The European Union Aviation Safety Agency on Tuesday said it “is taking every step necessary to ensure the safety of passengers.” The decision not only applies to airlines within the European Union but to operators outside of the region flying to or from the region, the regulator said.
The Federal Aviation Administration is facing growing criticism for backing the airworthiness of Boeing’s 737 Max jetliners as the number of countries that have grounded them grows in the wake of the Ethiopian Airlines crash over the weekend, according to CBS News.
Curiously, this is a reversal of the conventional process where the rest of the world typically takes it cues from the FAA, long considered the world’s gold standard for aircraft safety. Yet aviation safety regulators in dozens of other nations have decided not to wait for the FAA to act and have grounded the planes or banned them from their airspace. In addition, at least 10 airlines worldwide have stopped flying them.
Three days after an Ethiopian Airlines jet crashed, killing all 157 people on board, just months following a deadly crash in October of another new Boeing 737 Max 8 operated by Lion Air in the sea off Indonesia, country after country ignored assessments by the U.S. Federal Aviation Administration that the plane is safe to fly. Canada agreed it was too early to act but many fell into line in growing numbers behind the first major nation to ground its 737 Max fleet – China.
In doing so, long-time American allies including the U.K. and Australia broke convention by snubbing an authority that has defined what’s airworthy for decades. New Zealand, the United Arab Emirates and Vietnam on Wednesday became the latest countries to block the 737 Max, helping legitimize China’s early verdict on March 11 that the plane could be unsafe.
“The FAA’s credibility is being tested,” Chad Ohlandt, a Rand Corp. senior engineer in Washington told Bloomberg. “The Chinese want their regulatory agency to be considered a similar gold standard.”
As we reported yesterday, the EU’s Aviation Safety Agency, which covers 32 countries, announced Tuesday it was banning the planes from flying in its airspace. Other countries that have either grounded or temporarily banned them include China, the United Kingdom, India, Indonesia, Singapore, Oman, Malaysia, Vietnam, Australia and the UAE.
One day after the Ethiopian Airlines flight plunged to the ground, the Civil Aviation Administration of China (CAAC) drew a possible connection between the crash and Lion Air’s in October. A preliminary report into the earlier disaster, which killed 189 passengers and crew, indicated pilots struggled to maintain control following an equipment malfunction. Both flights, on almost brand new planes, ended minutes after takeoff.
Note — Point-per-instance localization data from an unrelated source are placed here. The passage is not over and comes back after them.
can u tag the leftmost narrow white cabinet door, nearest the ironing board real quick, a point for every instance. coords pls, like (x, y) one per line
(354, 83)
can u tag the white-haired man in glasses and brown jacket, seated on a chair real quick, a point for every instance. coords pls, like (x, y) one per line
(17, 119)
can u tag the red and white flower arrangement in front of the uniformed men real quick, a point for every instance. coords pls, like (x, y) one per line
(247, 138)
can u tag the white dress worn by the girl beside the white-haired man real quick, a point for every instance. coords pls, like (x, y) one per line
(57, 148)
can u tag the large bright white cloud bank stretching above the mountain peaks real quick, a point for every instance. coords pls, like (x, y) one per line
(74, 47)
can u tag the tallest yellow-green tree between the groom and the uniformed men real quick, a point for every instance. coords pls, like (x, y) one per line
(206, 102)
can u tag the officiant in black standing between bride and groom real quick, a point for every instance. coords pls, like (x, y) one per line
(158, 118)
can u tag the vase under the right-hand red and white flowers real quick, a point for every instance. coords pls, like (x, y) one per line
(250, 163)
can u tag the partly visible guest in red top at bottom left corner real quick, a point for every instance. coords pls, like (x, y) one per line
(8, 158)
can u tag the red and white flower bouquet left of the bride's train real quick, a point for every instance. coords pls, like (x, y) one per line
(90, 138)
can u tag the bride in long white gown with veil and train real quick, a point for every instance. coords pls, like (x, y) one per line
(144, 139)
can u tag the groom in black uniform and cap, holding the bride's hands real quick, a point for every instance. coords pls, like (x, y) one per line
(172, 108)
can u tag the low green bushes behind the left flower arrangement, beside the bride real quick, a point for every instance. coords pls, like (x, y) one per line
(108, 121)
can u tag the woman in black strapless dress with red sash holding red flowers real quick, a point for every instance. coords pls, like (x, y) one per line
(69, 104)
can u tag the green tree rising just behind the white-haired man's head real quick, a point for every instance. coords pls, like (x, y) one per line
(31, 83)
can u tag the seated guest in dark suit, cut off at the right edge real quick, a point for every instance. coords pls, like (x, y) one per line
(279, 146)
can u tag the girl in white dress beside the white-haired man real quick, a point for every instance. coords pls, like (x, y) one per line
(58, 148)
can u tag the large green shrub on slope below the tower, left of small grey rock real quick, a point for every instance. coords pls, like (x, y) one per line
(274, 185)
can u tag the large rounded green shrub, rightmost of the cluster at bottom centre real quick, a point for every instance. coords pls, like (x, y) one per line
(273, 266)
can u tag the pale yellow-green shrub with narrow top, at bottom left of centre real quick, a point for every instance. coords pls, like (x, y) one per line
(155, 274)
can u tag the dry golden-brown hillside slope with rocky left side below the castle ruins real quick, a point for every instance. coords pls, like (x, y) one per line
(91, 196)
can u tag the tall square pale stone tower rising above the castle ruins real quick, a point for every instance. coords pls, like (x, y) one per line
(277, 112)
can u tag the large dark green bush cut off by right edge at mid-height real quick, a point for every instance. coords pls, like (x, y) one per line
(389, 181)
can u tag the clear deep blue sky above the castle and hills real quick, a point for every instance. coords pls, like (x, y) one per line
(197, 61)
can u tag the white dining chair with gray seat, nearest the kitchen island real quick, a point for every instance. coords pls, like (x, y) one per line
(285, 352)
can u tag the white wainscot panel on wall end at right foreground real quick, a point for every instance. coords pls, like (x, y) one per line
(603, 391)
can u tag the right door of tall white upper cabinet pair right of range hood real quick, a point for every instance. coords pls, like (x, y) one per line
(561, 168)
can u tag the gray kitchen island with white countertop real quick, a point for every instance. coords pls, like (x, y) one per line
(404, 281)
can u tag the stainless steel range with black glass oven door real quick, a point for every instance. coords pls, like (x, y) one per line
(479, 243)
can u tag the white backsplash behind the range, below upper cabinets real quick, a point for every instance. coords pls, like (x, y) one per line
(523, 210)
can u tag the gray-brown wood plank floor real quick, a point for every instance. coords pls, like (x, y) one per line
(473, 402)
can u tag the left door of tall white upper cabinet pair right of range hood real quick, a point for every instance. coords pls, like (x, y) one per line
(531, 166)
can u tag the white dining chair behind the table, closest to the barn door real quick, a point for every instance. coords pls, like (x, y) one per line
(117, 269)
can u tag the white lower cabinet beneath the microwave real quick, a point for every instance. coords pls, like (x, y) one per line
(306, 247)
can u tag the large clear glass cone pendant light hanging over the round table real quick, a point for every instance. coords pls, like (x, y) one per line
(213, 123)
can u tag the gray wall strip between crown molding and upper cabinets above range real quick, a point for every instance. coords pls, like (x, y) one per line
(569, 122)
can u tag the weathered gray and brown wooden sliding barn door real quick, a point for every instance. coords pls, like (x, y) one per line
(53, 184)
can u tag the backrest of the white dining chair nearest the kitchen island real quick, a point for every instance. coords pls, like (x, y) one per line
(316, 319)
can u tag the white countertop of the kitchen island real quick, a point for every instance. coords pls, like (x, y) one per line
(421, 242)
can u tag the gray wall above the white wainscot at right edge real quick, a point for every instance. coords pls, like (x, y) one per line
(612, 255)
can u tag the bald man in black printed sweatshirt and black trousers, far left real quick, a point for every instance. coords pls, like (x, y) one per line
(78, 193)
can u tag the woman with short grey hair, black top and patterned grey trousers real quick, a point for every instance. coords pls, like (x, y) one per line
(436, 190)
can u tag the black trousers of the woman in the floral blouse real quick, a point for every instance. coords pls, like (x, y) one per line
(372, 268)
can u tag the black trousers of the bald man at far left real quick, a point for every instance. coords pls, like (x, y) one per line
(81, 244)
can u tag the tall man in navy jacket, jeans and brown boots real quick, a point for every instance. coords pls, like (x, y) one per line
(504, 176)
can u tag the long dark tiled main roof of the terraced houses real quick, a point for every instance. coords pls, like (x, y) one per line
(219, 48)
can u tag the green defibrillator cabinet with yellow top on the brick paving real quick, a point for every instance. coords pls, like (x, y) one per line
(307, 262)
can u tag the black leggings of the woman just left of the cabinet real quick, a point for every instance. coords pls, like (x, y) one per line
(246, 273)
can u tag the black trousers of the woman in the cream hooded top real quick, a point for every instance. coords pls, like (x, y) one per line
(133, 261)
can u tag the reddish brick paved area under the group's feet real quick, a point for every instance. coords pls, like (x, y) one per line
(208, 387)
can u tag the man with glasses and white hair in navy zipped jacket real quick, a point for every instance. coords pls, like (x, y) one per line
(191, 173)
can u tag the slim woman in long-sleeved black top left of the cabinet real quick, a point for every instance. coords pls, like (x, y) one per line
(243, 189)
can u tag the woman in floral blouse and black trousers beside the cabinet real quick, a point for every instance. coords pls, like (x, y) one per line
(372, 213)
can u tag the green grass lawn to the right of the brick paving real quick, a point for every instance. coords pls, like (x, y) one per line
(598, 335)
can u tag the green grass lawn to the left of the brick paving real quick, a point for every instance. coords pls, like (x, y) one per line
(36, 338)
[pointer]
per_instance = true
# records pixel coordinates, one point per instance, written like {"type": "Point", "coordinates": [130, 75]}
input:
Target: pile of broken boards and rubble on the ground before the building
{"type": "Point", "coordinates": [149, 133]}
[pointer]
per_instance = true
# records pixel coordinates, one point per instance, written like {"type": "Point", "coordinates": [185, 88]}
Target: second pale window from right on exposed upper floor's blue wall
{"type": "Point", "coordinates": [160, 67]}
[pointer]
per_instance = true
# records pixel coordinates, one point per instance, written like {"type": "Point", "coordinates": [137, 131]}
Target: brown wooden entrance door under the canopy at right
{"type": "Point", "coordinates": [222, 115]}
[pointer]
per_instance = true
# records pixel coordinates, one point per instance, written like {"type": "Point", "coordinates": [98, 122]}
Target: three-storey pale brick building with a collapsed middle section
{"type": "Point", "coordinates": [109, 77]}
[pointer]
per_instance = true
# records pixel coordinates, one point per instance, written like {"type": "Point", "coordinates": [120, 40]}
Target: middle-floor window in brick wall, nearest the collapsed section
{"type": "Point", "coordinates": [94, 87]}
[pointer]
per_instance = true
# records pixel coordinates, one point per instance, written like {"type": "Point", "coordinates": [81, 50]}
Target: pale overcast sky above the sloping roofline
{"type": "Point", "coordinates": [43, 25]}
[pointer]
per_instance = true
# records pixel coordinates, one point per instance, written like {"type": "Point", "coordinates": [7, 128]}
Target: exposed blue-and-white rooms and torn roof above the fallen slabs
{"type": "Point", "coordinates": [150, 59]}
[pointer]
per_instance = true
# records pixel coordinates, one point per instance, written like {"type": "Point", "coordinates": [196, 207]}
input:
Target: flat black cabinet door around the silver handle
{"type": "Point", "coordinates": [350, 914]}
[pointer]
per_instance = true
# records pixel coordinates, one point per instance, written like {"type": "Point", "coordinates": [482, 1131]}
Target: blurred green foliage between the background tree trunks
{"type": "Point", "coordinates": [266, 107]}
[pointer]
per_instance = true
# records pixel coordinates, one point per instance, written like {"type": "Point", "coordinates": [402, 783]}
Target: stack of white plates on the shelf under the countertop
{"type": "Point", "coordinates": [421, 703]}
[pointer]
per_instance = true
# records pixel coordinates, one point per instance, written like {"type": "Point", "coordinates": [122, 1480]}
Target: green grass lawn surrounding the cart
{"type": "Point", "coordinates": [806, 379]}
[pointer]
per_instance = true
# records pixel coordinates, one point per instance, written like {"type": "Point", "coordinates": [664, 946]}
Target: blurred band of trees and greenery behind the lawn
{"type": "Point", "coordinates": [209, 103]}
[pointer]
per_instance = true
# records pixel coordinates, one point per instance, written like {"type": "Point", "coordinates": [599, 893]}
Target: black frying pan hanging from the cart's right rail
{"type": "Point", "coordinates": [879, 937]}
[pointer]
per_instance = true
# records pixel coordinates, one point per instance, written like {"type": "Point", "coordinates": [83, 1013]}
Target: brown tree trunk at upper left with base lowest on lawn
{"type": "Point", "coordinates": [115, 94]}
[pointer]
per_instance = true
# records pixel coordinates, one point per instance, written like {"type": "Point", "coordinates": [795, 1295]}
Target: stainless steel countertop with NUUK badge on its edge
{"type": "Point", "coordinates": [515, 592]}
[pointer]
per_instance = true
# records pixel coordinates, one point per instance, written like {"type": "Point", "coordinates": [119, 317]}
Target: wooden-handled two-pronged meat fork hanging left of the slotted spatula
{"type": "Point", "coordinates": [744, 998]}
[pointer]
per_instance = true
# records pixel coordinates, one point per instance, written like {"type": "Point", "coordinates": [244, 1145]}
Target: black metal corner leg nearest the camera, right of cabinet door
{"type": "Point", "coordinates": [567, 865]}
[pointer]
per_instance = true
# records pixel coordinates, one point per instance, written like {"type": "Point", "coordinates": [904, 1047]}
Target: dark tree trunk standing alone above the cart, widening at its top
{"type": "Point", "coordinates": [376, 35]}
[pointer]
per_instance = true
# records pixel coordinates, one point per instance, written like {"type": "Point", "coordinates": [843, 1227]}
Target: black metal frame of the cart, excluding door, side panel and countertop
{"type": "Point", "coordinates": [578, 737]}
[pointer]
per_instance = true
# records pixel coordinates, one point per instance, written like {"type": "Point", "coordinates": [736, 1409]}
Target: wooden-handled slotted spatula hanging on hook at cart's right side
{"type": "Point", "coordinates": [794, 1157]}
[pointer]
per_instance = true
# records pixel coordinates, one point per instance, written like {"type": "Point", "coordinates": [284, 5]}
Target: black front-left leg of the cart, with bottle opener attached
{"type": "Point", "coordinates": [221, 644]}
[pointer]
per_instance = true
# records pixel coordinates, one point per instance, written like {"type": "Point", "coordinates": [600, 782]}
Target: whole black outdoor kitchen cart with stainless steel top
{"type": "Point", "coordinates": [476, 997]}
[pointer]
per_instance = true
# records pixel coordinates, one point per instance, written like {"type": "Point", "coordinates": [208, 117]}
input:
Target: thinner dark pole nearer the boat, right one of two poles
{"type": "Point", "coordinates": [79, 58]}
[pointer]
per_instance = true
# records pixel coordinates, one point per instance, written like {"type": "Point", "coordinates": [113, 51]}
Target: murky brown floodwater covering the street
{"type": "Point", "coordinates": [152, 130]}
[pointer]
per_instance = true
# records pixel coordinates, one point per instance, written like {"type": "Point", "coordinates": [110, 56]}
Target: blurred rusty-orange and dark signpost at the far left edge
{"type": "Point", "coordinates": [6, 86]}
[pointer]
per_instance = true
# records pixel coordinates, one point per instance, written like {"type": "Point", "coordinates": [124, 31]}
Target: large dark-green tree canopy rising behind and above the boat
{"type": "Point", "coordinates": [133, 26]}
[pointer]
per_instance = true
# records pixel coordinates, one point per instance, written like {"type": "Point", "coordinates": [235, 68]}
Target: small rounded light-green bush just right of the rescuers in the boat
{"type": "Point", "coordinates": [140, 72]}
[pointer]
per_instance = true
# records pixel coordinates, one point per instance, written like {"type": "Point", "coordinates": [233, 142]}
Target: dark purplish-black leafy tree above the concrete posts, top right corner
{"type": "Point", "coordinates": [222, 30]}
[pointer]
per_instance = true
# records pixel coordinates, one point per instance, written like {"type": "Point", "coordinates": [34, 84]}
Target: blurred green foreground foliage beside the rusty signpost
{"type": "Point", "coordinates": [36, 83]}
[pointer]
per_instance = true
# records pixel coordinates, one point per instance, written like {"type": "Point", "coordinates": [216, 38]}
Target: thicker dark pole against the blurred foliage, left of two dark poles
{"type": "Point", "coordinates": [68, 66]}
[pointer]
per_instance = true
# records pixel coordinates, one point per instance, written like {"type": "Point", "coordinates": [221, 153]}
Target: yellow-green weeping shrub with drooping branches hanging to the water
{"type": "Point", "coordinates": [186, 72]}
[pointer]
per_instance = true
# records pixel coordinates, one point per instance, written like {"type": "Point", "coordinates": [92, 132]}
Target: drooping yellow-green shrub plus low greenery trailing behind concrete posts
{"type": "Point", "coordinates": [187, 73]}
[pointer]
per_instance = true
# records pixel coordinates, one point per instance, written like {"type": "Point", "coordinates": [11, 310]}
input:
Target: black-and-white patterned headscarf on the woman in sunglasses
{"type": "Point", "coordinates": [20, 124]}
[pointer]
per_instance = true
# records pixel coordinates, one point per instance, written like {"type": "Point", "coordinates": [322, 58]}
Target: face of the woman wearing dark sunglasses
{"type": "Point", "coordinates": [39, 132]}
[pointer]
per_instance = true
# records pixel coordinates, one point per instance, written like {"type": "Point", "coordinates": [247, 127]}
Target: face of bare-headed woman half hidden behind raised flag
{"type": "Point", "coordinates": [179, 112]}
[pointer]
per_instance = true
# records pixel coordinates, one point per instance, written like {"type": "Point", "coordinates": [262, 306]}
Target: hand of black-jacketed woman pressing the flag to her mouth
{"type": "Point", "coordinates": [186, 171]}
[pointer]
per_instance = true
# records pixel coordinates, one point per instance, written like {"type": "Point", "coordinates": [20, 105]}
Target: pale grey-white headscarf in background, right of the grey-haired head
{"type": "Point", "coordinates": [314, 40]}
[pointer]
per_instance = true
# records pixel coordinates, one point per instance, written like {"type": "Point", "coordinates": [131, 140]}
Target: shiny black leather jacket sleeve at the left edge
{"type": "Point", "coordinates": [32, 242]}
The CAAC asked domestic airlines to ground their 737 Max 8 fleets. “There needs to be reason for us to change that decision,” said CAAC’s deputy head Li Jian. Domestic carriers including China Southern Airlines Co. and Air China Ltd. account for about 20 percent of 737 Max deliveries worldwide through January, according to Boeing’s website.
According to Bloomberg, Ethiopian Airlines CEO Tewolde GebreMariam told CNN that the latest crash and the Lion Air tragedy had substantial similarities. Separately, the Wall Street Journal reported that Ethiopia wanted to send the flight-data and cockpit-voice recorders to the U.K., causing U.S. investigators to hold intense behind-the-scenes talks to bring the parts to America.
Rep. Peter DeFazio, D-Ore., the chairman of the House Transportation and Infrastructure Committee, said in a statement Tuesday that he’s concerned that international aviation regulators are providing more certainty to the flying public than the FAA.
“In the coming days, it is absolutely critical that we get answers as to what caused the devastating crash of Ethiopian Airlines flight 302 and whether there is any connection to what caused the Lion Air accident just five months ago,” DeFazio said.